Allocation involves a process called "acoustic matching" conducted by a panel of educators, performers and luthiers. The panel evaluates the applicant's potential and selects an instrument that accommodates their technical needs and stimulates artistic growth.

== Operations and selection process ==
MIFI operates on a three-year performance and loan cycle, holding public competitive auditions to allocate available instruments. In preparation for its 30th anniversary cycle, the board lowered the minimum eligibility age from 14 to 12 years, establishing a current applicant range of 12 to 25 years to support motor skill and tonal development during early adolescence.

The artistic panel for the auditions have included figures from the Irish classical music community, including Ioana Petcu-Colan, Katherine Hunka, Lisa Dowdall, Cian Ó Dúill, Aisling Drury Byrne and Ailbhe McDonagh. The fund collaborates with the National Concert Hall in Dublin for its live auditions.

== Impact and recipients ==
Since its founding, MIFI has loaned instruments to over 100 students for their education in Ireland and abroad. According to longitudinal data published in the musical press, out of 91 documented long-term recipients under three-year contracts, 84 percent transitioned into careers as professional orchestral musicians, soloists, chamber musicians, or pedagogues.
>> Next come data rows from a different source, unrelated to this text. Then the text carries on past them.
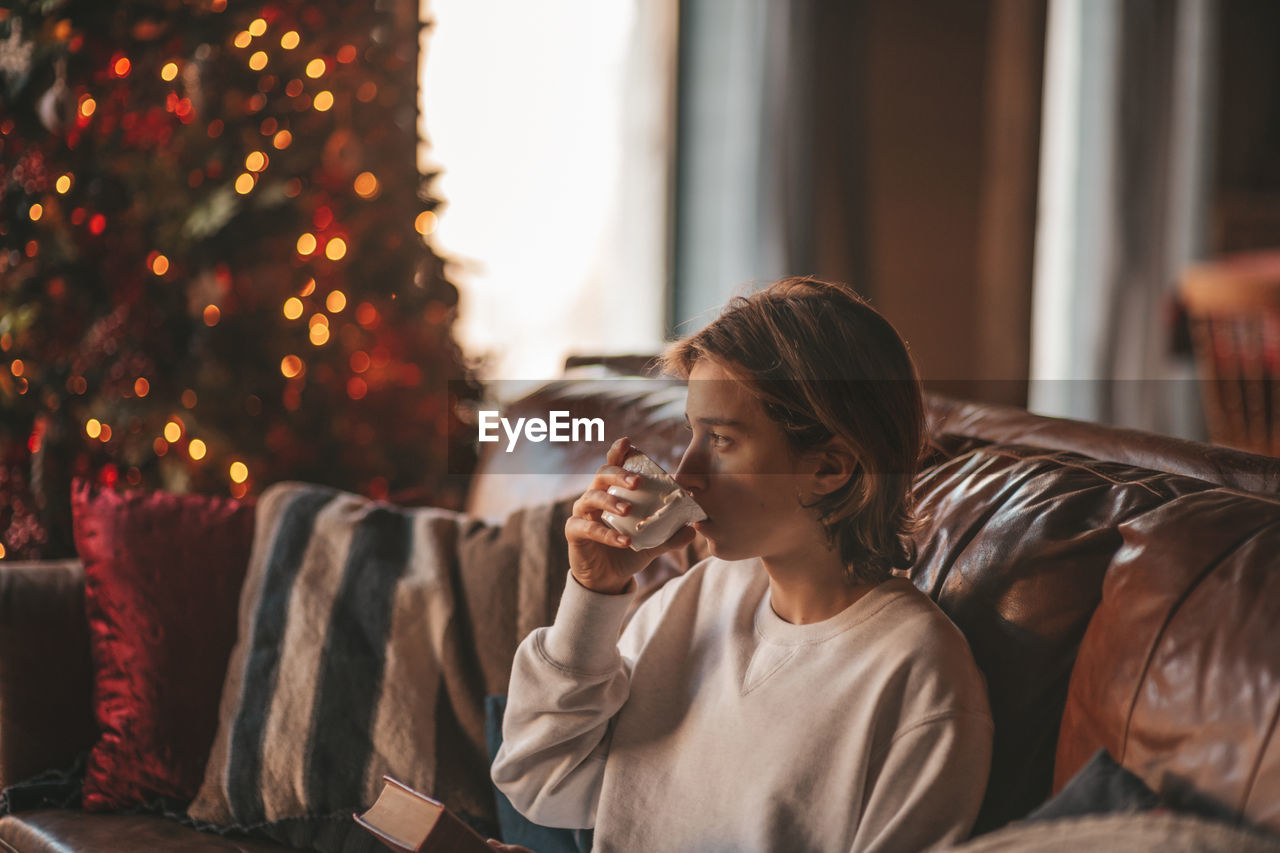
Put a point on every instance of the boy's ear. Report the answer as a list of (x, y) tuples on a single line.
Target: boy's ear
[(835, 464)]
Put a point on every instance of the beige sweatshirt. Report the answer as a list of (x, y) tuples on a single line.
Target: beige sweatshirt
[(716, 725)]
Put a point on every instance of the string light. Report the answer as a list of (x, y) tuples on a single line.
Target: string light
[(425, 223), (366, 185)]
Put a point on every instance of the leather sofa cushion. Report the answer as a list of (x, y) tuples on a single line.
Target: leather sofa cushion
[(45, 708), (56, 830), (1014, 546), (1178, 674)]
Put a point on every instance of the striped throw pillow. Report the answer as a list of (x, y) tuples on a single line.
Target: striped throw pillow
[(369, 635)]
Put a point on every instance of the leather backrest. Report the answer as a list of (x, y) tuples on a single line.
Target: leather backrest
[(1015, 546), (1179, 671)]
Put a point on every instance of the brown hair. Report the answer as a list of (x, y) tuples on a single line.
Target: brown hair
[(826, 364)]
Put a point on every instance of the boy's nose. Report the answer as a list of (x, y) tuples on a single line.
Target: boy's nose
[(691, 471)]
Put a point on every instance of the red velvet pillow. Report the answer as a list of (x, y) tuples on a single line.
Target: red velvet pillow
[(161, 585)]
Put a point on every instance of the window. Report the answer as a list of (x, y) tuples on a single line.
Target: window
[(553, 127)]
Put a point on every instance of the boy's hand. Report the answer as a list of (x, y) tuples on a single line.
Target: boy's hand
[(599, 556)]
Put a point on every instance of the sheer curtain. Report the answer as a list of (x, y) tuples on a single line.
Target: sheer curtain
[(553, 126), (1125, 156)]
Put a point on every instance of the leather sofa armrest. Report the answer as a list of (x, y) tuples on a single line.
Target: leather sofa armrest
[(45, 669)]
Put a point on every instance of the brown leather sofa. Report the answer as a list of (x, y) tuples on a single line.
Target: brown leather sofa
[(1118, 588)]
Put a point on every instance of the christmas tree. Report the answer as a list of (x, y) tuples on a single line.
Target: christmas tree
[(213, 260)]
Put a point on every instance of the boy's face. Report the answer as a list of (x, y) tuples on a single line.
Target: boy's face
[(743, 473)]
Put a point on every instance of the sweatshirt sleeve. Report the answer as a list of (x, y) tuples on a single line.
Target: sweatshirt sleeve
[(929, 785), (567, 683)]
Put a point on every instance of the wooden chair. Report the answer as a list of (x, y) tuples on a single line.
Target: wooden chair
[(1233, 306)]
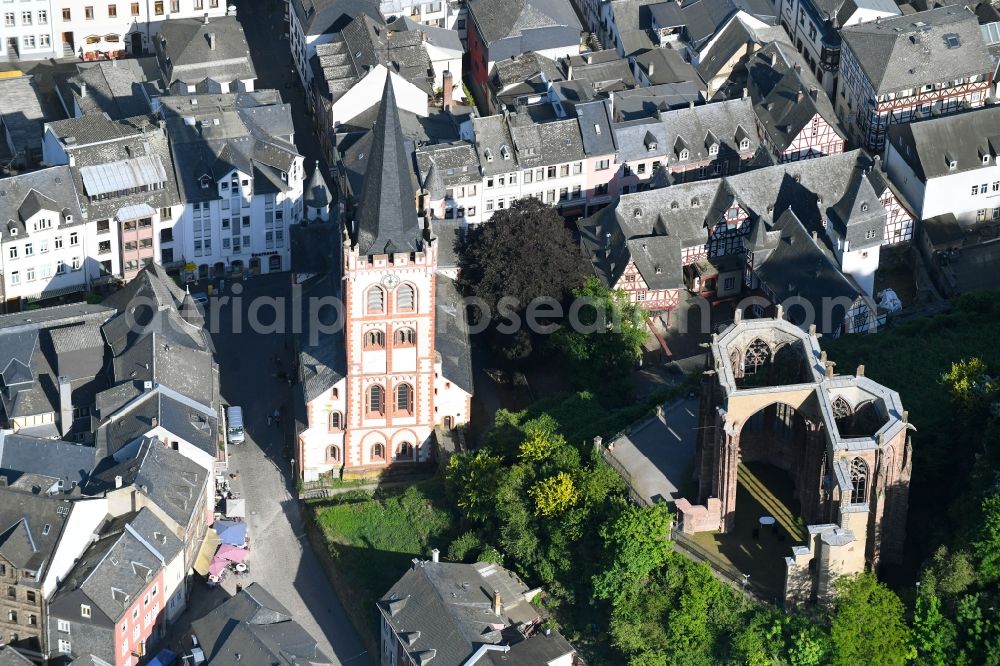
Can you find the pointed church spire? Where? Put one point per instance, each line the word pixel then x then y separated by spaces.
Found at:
pixel 317 194
pixel 386 212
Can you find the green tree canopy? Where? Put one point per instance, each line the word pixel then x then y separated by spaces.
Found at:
pixel 869 625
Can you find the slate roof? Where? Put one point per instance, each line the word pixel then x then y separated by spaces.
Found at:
pixel 695 128
pixel 668 67
pixel 451 335
pixel 906 52
pixel 150 286
pixel 23 195
pixel 119 88
pixel 318 17
pixel 30 367
pixel 182 417
pixel 24 541
pixel 361 46
pixel 55 459
pixel 142 144
pixel 313 247
pixel 442 38
pixel 810 188
pixel 800 267
pixel 386 217
pixel 322 356
pixel 443 609
pixel 500 19
pixel 596 128
pixel 21 112
pixel 703 19
pixel 210 135
pixel 172 481
pixel 929 146
pixel 186 54
pixel 254 629
pixel 317 194
pixel 112 573
pixel 11 657
pixel 786 95
pixel 646 102
pixel 456 163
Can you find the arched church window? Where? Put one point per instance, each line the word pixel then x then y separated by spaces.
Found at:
pixel 376 400
pixel 859 481
pixel 757 355
pixel 374 340
pixel 404 399
pixel 406 298
pixel 405 337
pixel 376 300
pixel 841 408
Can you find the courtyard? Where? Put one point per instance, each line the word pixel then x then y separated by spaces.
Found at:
pixel 752 549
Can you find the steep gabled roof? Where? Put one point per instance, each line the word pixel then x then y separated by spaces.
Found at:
pixel 387 215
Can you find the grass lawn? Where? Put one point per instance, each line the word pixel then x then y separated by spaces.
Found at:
pixel 372 539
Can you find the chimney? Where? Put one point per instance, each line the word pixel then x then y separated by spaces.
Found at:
pixel 65 406
pixel 448 89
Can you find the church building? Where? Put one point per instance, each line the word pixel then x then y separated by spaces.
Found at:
pixel 375 391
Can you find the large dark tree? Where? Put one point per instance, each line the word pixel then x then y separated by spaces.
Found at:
pixel 523 252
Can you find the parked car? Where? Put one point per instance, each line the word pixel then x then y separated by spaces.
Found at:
pixel 234 429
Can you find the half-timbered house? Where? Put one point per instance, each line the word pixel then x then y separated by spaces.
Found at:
pixel 794 115
pixel 896 70
pixel 657 244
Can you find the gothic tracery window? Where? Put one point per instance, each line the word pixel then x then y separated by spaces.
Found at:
pixel 841 408
pixel 859 481
pixel 757 355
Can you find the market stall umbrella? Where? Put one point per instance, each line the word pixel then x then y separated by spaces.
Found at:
pixel 205 552
pixel 236 508
pixel 217 567
pixel 232 553
pixel 163 658
pixel 231 532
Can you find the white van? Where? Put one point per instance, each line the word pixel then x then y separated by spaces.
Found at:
pixel 234 416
Recipients of MIFI instrument recipients (1998–2014)
| Recipient | Primary instrument | Initial allocation | Subsequent allocations | Professional profile |
|---|---|---|---|---|
| Michelle Fleming | Violin | July 1998 | — | Member of the Carducci Quartet |
| Ailbhe McDonagh | Cello | August 1998 | — | Professor of Cello at the Royal Irish Academy of Music, composer |
| Ruth Gibson | Viola | October 1999 | — | Professor and chamber musician |
| Brian O'Kane | Cello | September 2001 | — | Solo cellist and lecturer |
| David Tobin | Violin | September 2006 | July 2010 | Guest concertmaster |
| Patrick Rafter | Violin | September 2006 | — | International soloist and conductor |
| Neasa Ni Bhriain | Viola | June 2007 | — | Solo violist in European ensembles |
| Siobhan Doyle | Violin | July 2010 | — | Member of German string ensembles |
| Fiachra de Hora | Viola | October 2010 | November 2013 | Solo violist |
| Abigail McDonagh | Violin | October 2012 | — | Soloist and chamber performer |
| Patrick Moriarty | String / Cello | August 2011 | — | Orchestral leader |

== Comparison with state support ==
Within Irish cultural policy, MIFI's operational model contrasts with public funding channels, primarily the Music Capital Scheme managed by Music Network and funded by the Department of Tourism, Culture, Arts, Gaeltacht, Sport and Media.

Operational comparison
| Feature | Music Instrument Fund of Ireland (MIFI) | Music Capital Scheme (Awards 2 & 3) |
|---|---|---|
| Funding model | 100% interest-free, long-term physical loan with an annual contribution towards insurance and general inspection on a sliding scale of about 2% of the value of the instrument. | Co-funding mechanism; the public grant covers up to 75% of costs, requiring the applicant to provide 25% independently. |
| Age focus | Exclusively restricted to young talents and students aged 12 to 25. | Open to all performers over the age of 18, with no upper age limit. |
| Genre focus | Exclusively classical string instruments (violin, viola, cello). | All musical genres, including traditional Irish music, jazz, rock and electronic music. |
| Requirements | Regular progress assessments via mandatory auditions every three years. | Administrative compliance, including tax clearance certification for amounts exceeding €10,000. |
| Evaluation focus | Technical and acoustic compatibility between the musician and the selected instrument. | Past professional track record (50%), demonstrated equipment need (25%) and public performance plans (25%). |

While the state-backed Music Capital Scheme supports broader infrastructure across genres, its co-funding requirement can present financial challenges for student musicians seeking upper-tier historic instruments. MIFI acts as a targeted mechanism by absorbing the capital risk and acquisition costs of historical instruments for classical string players during training phases.